For 24 hr water intake, there were significant effects for group [F(2,253) = 10.611, p < 0.001] and week [F(3,253) = 5.214, p < 0.01], but no group × week interaction. Over the final 4 weeks of the test period, water intake was reduced (∼20%) in the active (83.3 ml/kg ± 3.3) and scrambled (82.9 ml/kg ± 4.0) vector groups, relative to the non-injected group (101.2 ml/kg ± 3.9). Infusion with the active P2rx4 shRNA-expressing virus did not alter the weekly or average body weights over the period, relative to either of the control groups (data not shown).

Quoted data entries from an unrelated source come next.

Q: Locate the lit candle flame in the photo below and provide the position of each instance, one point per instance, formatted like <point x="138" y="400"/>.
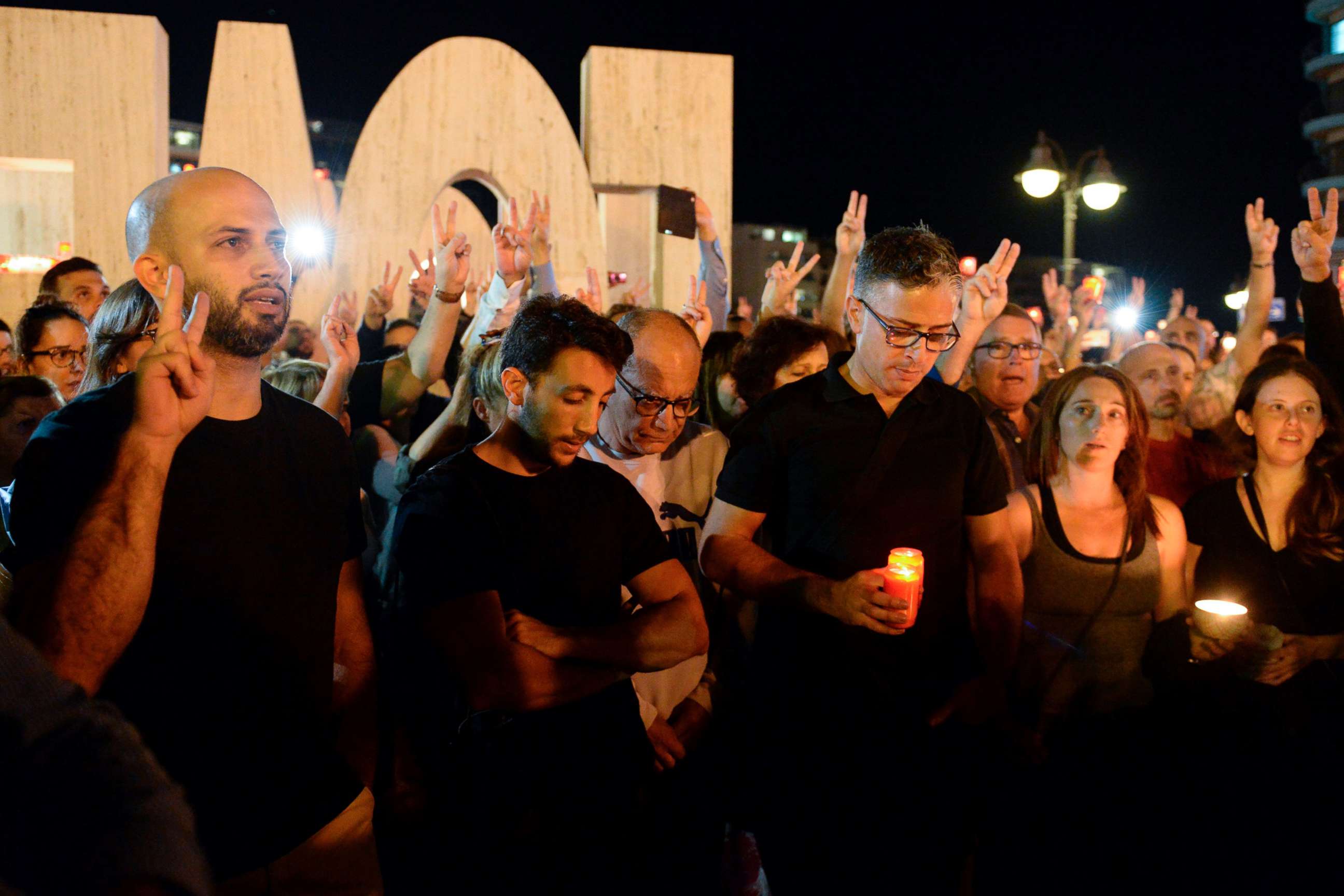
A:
<point x="1222" y="608"/>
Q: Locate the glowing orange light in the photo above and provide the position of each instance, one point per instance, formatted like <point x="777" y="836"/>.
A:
<point x="26" y="264"/>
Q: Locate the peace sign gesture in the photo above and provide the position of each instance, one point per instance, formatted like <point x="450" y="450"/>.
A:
<point x="850" y="234"/>
<point x="378" y="305"/>
<point x="782" y="280"/>
<point x="986" y="295"/>
<point x="514" y="244"/>
<point x="1312" y="240"/>
<point x="175" y="379"/>
<point x="696" y="311"/>
<point x="452" y="254"/>
<point x="1263" y="233"/>
<point x="593" y="295"/>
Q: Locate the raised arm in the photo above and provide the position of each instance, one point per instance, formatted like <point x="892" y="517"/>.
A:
<point x="428" y="353"/>
<point x="714" y="271"/>
<point x="343" y="349"/>
<point x="850" y="235"/>
<point x="1263" y="234"/>
<point x="781" y="281"/>
<point x="100" y="587"/>
<point x="983" y="299"/>
<point x="1323" y="317"/>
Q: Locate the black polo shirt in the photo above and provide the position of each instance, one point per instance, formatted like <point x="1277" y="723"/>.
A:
<point x="841" y="485"/>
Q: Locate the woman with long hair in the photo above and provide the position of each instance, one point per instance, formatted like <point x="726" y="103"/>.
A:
<point x="1101" y="563"/>
<point x="1273" y="540"/>
<point x="123" y="330"/>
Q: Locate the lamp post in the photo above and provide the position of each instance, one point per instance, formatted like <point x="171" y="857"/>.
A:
<point x="1049" y="169"/>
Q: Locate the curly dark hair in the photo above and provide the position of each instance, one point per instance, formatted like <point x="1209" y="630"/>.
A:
<point x="549" y="324"/>
<point x="772" y="346"/>
<point x="1316" y="512"/>
<point x="912" y="257"/>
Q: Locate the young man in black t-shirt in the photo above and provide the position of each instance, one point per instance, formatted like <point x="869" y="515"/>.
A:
<point x="232" y="657"/>
<point x="511" y="556"/>
<point x="864" y="778"/>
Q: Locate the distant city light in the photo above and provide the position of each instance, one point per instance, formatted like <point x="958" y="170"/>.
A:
<point x="1125" y="317"/>
<point x="308" y="242"/>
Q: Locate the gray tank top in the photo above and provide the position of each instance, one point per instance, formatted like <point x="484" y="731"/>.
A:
<point x="1062" y="589"/>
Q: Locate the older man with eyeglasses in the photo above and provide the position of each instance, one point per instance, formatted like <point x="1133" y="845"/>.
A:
<point x="1006" y="369"/>
<point x="851" y="761"/>
<point x="647" y="436"/>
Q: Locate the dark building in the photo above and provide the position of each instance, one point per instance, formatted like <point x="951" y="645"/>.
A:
<point x="1324" y="65"/>
<point x="759" y="246"/>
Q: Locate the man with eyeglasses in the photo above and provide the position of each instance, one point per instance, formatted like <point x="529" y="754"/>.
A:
<point x="53" y="342"/>
<point x="857" y="738"/>
<point x="1006" y="367"/>
<point x="674" y="463"/>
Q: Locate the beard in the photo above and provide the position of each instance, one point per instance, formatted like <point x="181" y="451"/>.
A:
<point x="230" y="330"/>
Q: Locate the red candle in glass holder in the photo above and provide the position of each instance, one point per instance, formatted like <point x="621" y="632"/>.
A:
<point x="904" y="578"/>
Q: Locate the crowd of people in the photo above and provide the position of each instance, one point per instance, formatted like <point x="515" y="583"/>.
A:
<point x="541" y="593"/>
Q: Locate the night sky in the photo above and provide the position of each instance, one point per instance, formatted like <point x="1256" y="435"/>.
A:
<point x="928" y="108"/>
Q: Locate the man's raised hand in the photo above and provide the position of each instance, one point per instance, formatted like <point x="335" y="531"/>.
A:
<point x="782" y="280"/>
<point x="514" y="244"/>
<point x="452" y="254"/>
<point x="542" y="233"/>
<point x="696" y="311"/>
<point x="338" y="332"/>
<point x="593" y="295"/>
<point x="986" y="295"/>
<point x="1263" y="233"/>
<point x="1312" y="240"/>
<point x="175" y="379"/>
<point x="378" y="305"/>
<point x="850" y="233"/>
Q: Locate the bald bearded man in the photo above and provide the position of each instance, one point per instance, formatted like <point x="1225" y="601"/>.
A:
<point x="253" y="633"/>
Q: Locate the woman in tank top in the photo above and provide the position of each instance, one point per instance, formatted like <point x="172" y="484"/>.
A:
<point x="1101" y="561"/>
<point x="1086" y="614"/>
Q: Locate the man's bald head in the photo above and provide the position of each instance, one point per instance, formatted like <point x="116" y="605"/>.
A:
<point x="1152" y="367"/>
<point x="659" y="335"/>
<point x="152" y="221"/>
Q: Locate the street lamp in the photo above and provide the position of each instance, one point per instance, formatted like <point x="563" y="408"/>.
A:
<point x="1049" y="169"/>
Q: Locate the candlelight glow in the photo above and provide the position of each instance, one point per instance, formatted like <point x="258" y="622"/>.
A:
<point x="1222" y="608"/>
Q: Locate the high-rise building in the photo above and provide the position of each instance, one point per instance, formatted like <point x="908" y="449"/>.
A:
<point x="1324" y="65"/>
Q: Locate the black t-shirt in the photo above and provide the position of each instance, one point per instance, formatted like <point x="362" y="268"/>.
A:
<point x="229" y="676"/>
<point x="557" y="546"/>
<point x="842" y="485"/>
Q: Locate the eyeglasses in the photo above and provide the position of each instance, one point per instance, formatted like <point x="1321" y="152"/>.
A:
<point x="1026" y="351"/>
<point x="62" y="356"/>
<point x="906" y="338"/>
<point x="654" y="405"/>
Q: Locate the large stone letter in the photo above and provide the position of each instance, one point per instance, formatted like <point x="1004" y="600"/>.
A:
<point x="92" y="89"/>
<point x="466" y="108"/>
<point x="654" y="117"/>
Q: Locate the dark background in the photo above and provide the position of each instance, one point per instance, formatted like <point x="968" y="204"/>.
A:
<point x="928" y="108"/>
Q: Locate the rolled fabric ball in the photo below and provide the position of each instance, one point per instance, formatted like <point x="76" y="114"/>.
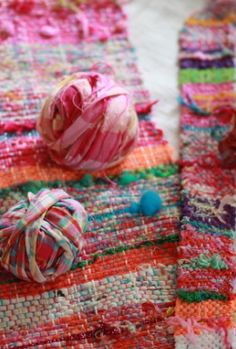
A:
<point x="40" y="237"/>
<point x="88" y="122"/>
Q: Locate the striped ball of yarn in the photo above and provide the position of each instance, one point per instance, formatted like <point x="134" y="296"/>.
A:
<point x="41" y="237"/>
<point x="88" y="122"/>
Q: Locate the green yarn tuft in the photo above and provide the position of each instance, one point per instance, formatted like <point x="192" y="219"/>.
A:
<point x="199" y="296"/>
<point x="127" y="177"/>
<point x="87" y="180"/>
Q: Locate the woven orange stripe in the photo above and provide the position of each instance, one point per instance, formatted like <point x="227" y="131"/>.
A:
<point x="211" y="22"/>
<point x="83" y="323"/>
<point x="140" y="158"/>
<point x="117" y="266"/>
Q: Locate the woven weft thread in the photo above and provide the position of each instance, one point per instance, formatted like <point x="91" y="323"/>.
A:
<point x="205" y="310"/>
<point x="121" y="291"/>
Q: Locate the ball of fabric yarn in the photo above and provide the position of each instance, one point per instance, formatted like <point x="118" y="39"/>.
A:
<point x="40" y="237"/>
<point x="88" y="122"/>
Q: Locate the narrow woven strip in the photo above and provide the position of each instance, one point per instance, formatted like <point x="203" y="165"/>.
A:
<point x="206" y="305"/>
<point x="120" y="293"/>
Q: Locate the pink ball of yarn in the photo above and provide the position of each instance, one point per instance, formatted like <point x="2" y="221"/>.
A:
<point x="40" y="237"/>
<point x="88" y="122"/>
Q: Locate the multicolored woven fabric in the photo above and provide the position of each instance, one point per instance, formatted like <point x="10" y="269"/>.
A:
<point x="121" y="291"/>
<point x="206" y="305"/>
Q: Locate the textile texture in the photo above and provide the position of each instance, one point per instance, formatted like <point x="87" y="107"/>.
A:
<point x="121" y="290"/>
<point x="205" y="309"/>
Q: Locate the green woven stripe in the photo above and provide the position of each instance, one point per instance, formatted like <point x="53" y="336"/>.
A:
<point x="211" y="76"/>
<point x="111" y="251"/>
<point x="199" y="296"/>
<point x="123" y="179"/>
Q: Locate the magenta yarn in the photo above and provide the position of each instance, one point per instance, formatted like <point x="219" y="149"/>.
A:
<point x="42" y="236"/>
<point x="88" y="122"/>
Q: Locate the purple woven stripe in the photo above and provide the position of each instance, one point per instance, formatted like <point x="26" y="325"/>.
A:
<point x="226" y="62"/>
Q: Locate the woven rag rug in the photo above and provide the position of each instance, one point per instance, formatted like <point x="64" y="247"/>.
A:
<point x="122" y="290"/>
<point x="206" y="304"/>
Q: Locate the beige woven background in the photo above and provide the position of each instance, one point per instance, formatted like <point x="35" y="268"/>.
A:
<point x="154" y="27"/>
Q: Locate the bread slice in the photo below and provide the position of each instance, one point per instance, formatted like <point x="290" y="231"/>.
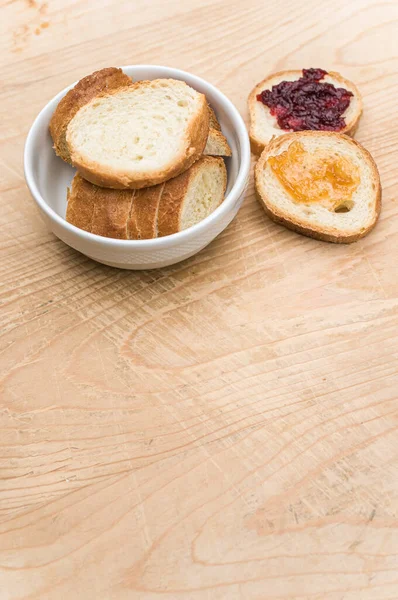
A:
<point x="217" y="144"/>
<point x="264" y="126"/>
<point x="192" y="196"/>
<point x="85" y="90"/>
<point x="348" y="220"/>
<point x="142" y="223"/>
<point x="98" y="210"/>
<point x="140" y="135"/>
<point x="151" y="212"/>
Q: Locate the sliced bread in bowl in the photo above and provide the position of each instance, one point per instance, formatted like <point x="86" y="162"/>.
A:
<point x="150" y="212"/>
<point x="192" y="196"/>
<point x="140" y="135"/>
<point x="321" y="184"/>
<point x="99" y="82"/>
<point x="264" y="125"/>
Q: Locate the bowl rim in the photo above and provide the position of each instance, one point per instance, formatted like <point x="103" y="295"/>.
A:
<point x="161" y="242"/>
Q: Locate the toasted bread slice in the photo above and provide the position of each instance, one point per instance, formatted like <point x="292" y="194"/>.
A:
<point x="151" y="212"/>
<point x="341" y="214"/>
<point x="192" y="196"/>
<point x="142" y="223"/>
<point x="213" y="121"/>
<point x="264" y="126"/>
<point x="140" y="135"/>
<point x="98" y="210"/>
<point x="86" y="89"/>
<point x="216" y="144"/>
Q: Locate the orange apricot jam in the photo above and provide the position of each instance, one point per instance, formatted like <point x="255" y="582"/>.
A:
<point x="317" y="176"/>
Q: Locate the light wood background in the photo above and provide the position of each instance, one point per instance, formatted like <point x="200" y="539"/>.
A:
<point x="226" y="428"/>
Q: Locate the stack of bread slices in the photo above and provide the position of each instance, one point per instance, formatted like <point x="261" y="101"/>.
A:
<point x="148" y="154"/>
<point x="317" y="182"/>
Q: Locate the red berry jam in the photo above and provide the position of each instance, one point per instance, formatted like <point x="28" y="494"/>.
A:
<point x="307" y="103"/>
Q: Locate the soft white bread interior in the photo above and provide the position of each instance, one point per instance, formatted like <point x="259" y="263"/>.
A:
<point x="342" y="222"/>
<point x="264" y="126"/>
<point x="147" y="213"/>
<point x="139" y="136"/>
<point x="99" y="82"/>
<point x="191" y="197"/>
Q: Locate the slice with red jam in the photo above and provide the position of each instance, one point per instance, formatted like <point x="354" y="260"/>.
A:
<point x="311" y="99"/>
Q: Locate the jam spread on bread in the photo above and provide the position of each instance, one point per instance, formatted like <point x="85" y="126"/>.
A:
<point x="318" y="176"/>
<point x="307" y="103"/>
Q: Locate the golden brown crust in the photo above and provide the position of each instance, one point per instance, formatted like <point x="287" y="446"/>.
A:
<point x="132" y="214"/>
<point x="81" y="201"/>
<point x="100" y="211"/>
<point x="172" y="200"/>
<point x="111" y="211"/>
<point x="213" y="121"/>
<point x="86" y="89"/>
<point x="320" y="233"/>
<point x="107" y="177"/>
<point x="257" y="145"/>
<point x="142" y="222"/>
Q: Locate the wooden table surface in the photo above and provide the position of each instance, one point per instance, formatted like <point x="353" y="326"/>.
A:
<point x="225" y="428"/>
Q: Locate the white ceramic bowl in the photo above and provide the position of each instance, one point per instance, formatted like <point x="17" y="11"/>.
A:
<point x="48" y="177"/>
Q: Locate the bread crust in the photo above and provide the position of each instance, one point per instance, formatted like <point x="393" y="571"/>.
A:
<point x="257" y="145"/>
<point x="132" y="214"/>
<point x="143" y="217"/>
<point x="172" y="200"/>
<point x="99" y="82"/>
<point x="97" y="210"/>
<point x="319" y="233"/>
<point x="196" y="138"/>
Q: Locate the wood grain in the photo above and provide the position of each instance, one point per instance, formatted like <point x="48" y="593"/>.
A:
<point x="226" y="428"/>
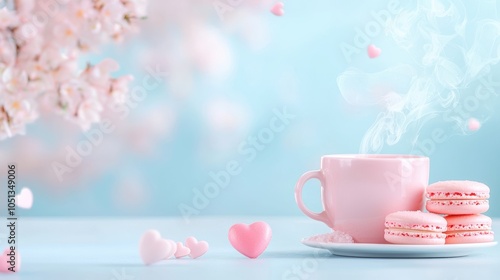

Dual immunofluorescent staining of GFP and P2X4R in virus-infected VTA (Figs. 3c and 3d) demonstrated that the active P2rx4 shRNA virus caused a significant decrease (∼40%) in P2X4R-positive cells within the VTA compared to the control shRNA virus (p = 0.0006; Fig. 3b). There were no significant differences for GFP-positive cell counts between groups (p = 0.44). Random effects were included for each animal and a random effect of side (nested within animal). However, the sides examined did not have a significant effect (p = 0.99; for sections/animal, 9.1 vs. 7.6; for sections right side/animal, 4.7 vs. 3.7; and for sections left side/animal, 4.4 vs. 3.0 for shRNA P2rx4 vs. shRNA Scr). There was some viral infusion into the anterior VTA in 3 out of 7 scrambled rats and in 2 out of 7 of the rats given the active vector. Laser capture microdissection/quantitative-PCR analysis (LCM/qPCR) of GFP-positive cells also revealed a ∼36% decrease in P2rx4 gene expression with the active vector (6.35± 0.13 relative P2rx4/Gapdh) within the VTA compared to P2rx4 expression in virus-infected cells expressing control (9.95± 0.22 relative P2rx4/Gapdh) shRNA (data not shown).

Discussion

The major findings of this study are that (1) repeated i.p. administration of ivermectin, at the highest dose tested (7.5 mg/kg), significantly reduced EtOH intake but did not alter sucrose intake; (2) ivermectin was more effective in reducing EtOH intake by HAD-2 vs. HAD-1 rats during the 4 hour time point; (3) ICV administration of ivermectin also effectively reduced EtOH drinking; and (4) microinfusion of virus expressing shRNA targeting P2rx4 into the posterior VTA of HAD-2 rats reduced EtOH drinking as well. Notably, both male and female HAD rats were tested and these reductions in EtOH intake were consistent across the sexes, suggesting the effects observed are not sex-dependent. Overall, the data support a role for P2X4Rs in mediating alcohol drinking by HAD rats.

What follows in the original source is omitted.